At long last, tech stocks have finally recovered all the losses they suffered during the bursting of the dotcom bubble in 2000.
It only took 17 years.
The S&P 500 Information Technology Index closed Wednesday at an all-time high of 992.3. In doing so, it broke the previous record of 988.5, which was set back in March 2000.
In the intervening years, tech shares had lost as much as 80% of their value before beginning the slow ascent back to the top of the market. That ultra-slow recovery highlights how long it can take stocks to come back from investor manias and bubbles like the tech bubble, which burst in 2000, or the housing bubble that began to burst in 2007.
Yet just as soon as tech shares dug themselves out of this epic hole, some companies find themselves in yet more froth.
While the tech sector, defined broadly, has taken years to get going, some of the buzziest names in the market have been on a tear.
The so-called FANG stocks — Facebook, Amazon.com, Netflix, and Google parent Alphabet — have gained about 1,200% on average during the current eight-year bear market.
Today, the market value of those four stocks plus Apple is greater than the gross domestic product of the United Kingdom.
“We have a tech bubble,” says Rob Arnott, chairman of the investment management firm Research Affiliates. “It’s certainly less dramatic than the one we had back in 2000. Valuations aren’t as high as they were in 2000 — but that doesn’t mean they’re sustainable.”
Tech stocks in the S&P 500 index now trade at a price/earnings ratio of 18.4, according to FactSet, based on projected sector profits in the coming 12 months. That means tech is now trading at a 28% premium to tech companies’ valuations over the past decade.
To be sure, that’s nothing compared to the triple digit P/Es seen in the late 1990s. And tech back then wasn’t just in a financial bubble, but a cultural craze too — a component you’re not necessarily seeing today.

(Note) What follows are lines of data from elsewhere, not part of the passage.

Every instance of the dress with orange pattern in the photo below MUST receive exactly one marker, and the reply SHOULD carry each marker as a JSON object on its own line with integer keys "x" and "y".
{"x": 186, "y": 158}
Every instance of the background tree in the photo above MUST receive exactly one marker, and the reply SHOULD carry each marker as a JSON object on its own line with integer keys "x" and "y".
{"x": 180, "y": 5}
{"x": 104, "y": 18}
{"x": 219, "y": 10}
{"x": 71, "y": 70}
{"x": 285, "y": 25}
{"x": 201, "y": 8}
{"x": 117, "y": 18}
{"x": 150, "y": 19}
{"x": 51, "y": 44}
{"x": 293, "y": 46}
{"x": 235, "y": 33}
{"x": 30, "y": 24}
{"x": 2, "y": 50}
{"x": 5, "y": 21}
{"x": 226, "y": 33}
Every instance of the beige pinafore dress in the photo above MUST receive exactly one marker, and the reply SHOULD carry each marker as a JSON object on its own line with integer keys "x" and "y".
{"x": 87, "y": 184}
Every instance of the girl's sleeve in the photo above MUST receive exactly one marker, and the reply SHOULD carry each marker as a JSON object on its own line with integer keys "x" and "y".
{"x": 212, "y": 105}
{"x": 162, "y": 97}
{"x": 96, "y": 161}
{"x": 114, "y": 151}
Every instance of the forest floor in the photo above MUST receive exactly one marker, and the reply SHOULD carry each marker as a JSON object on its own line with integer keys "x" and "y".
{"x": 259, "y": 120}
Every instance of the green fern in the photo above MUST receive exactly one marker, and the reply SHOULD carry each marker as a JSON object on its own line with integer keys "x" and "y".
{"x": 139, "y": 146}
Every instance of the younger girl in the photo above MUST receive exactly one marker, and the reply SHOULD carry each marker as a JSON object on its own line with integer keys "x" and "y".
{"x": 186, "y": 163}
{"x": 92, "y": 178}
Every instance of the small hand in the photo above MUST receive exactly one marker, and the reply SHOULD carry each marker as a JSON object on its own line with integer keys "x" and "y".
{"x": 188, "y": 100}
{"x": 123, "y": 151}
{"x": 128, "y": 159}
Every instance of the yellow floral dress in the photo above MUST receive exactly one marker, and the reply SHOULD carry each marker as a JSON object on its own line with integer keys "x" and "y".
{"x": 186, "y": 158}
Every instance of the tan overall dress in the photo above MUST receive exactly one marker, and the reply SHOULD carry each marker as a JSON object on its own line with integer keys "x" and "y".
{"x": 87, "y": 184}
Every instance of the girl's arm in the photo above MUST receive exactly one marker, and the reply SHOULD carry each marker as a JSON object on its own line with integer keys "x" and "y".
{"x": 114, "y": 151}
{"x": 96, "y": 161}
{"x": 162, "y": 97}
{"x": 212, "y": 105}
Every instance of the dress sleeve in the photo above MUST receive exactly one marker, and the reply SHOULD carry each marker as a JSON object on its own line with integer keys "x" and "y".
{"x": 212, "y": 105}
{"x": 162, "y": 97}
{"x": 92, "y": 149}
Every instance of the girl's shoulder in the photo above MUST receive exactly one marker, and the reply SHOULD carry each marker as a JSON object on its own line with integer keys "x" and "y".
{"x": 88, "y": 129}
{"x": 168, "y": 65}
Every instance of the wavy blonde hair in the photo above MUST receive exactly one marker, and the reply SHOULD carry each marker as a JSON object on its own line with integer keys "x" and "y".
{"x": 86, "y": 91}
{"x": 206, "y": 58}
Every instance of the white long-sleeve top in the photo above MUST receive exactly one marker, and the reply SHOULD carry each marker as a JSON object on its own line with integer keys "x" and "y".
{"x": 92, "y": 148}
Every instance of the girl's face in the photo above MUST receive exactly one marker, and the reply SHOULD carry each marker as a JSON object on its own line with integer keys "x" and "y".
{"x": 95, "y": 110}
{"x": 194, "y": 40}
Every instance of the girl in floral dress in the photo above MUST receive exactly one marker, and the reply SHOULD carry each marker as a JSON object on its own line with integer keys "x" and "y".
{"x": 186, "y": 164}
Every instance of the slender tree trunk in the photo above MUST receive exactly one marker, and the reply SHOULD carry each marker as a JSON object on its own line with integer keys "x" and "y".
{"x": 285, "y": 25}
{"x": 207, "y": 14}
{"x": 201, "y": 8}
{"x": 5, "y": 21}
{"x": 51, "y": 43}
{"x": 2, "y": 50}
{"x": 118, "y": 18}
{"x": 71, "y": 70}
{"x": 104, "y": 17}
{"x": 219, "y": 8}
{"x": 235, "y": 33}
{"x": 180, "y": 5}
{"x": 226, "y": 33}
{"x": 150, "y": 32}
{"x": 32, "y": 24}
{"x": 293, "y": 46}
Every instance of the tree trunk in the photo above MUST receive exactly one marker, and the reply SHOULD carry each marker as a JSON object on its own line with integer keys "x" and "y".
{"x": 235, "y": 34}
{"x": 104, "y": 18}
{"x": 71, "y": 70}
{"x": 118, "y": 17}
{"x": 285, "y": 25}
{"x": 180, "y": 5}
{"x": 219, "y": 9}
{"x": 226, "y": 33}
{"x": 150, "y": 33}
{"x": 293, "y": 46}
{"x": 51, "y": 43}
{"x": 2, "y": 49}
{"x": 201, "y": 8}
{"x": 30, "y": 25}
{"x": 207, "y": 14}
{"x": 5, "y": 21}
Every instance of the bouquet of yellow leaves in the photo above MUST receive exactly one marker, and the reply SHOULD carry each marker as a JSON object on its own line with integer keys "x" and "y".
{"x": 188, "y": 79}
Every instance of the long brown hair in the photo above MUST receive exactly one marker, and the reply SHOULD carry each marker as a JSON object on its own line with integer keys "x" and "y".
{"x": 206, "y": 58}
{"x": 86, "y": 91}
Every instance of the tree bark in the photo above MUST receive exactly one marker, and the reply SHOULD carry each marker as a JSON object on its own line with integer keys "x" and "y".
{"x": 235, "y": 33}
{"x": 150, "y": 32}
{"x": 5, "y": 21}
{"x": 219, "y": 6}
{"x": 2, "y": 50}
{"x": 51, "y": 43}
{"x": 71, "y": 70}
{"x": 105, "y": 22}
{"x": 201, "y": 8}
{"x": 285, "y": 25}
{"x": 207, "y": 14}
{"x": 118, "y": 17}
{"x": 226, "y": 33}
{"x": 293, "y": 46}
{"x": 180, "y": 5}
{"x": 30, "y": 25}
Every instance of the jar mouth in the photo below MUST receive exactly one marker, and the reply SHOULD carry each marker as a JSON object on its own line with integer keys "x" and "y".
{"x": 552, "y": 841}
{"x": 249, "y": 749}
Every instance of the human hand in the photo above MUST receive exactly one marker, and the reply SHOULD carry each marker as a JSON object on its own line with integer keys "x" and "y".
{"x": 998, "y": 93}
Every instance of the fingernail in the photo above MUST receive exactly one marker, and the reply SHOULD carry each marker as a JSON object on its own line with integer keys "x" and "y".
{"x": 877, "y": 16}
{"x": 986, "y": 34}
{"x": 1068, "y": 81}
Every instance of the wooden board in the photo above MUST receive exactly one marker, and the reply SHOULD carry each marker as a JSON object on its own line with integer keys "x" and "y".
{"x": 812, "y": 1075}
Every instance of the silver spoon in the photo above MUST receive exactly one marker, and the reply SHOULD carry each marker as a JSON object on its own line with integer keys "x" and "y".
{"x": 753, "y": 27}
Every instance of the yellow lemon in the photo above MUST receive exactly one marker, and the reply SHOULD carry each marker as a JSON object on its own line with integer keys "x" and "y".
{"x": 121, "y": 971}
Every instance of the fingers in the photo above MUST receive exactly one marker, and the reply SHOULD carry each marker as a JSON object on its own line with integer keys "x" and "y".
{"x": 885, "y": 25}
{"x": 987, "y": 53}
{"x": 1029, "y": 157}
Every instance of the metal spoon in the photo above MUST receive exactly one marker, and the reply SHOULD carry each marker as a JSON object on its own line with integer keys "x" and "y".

“People aren’t quitting their jobs to day trade,” notes Terri Spath, chief investment officer for Sierra Investment Management.
Pankaj Patel, head of quantitative research at Cirrus Research, adds that “back then, your taxi driver would tell you why he’s buying Yahoo shares. Or you’d go for a shoe polish at Penn Station and the shoe shiner starts talking about tech stocks.”
“When my Uber driver starts talking tech, I’d worry,” he adds.
Still, there are other signs that a bubble could be forming. Among them:
- For a brief moment, Tesla became the most valuable car company in America — overtaking General Motors for several weeks before slipping to a close second place — despite the fact that it remains a profitless startup.
- Of the 29 major Wall Street analysts that follow the stock, 24 rate Amazon either a “strong buy” or “buy,” according to Zacks — while only one analyst rates the stock a sell. That’s despite Amazon’s high price tag: It trades at a price/earnings ratio of 193, according to Morningstar.
- Priceline just became the first tech stock to hit an eye-popping $2,000 a share. And Amazon shares are up above $1,000 a share.
- Tech is back to being the biggest sector in the market, representing about a quarter of the S&P 500. That’s still well below the one-third share of the market that tech stocks occupied in the late 1990s. But remember that this figure does not include several big stocks that the general public regards as “tech” but that S&P classifies as “consumer discretionary” stocks — a list that includes Amazon, Priceline, and Netflix. Moreover, Tesla isn’t even in the S&P 500, despite being valued at more than $53 billion.
“Between you, me, and the fencepost, I’m nervous as hell,” says James Stack, president of the InvesTech Research.
Even if you don’t think this sector is in a bubble, Stack says, at the very least “tech will carry a valuation risk going into the next downturn.”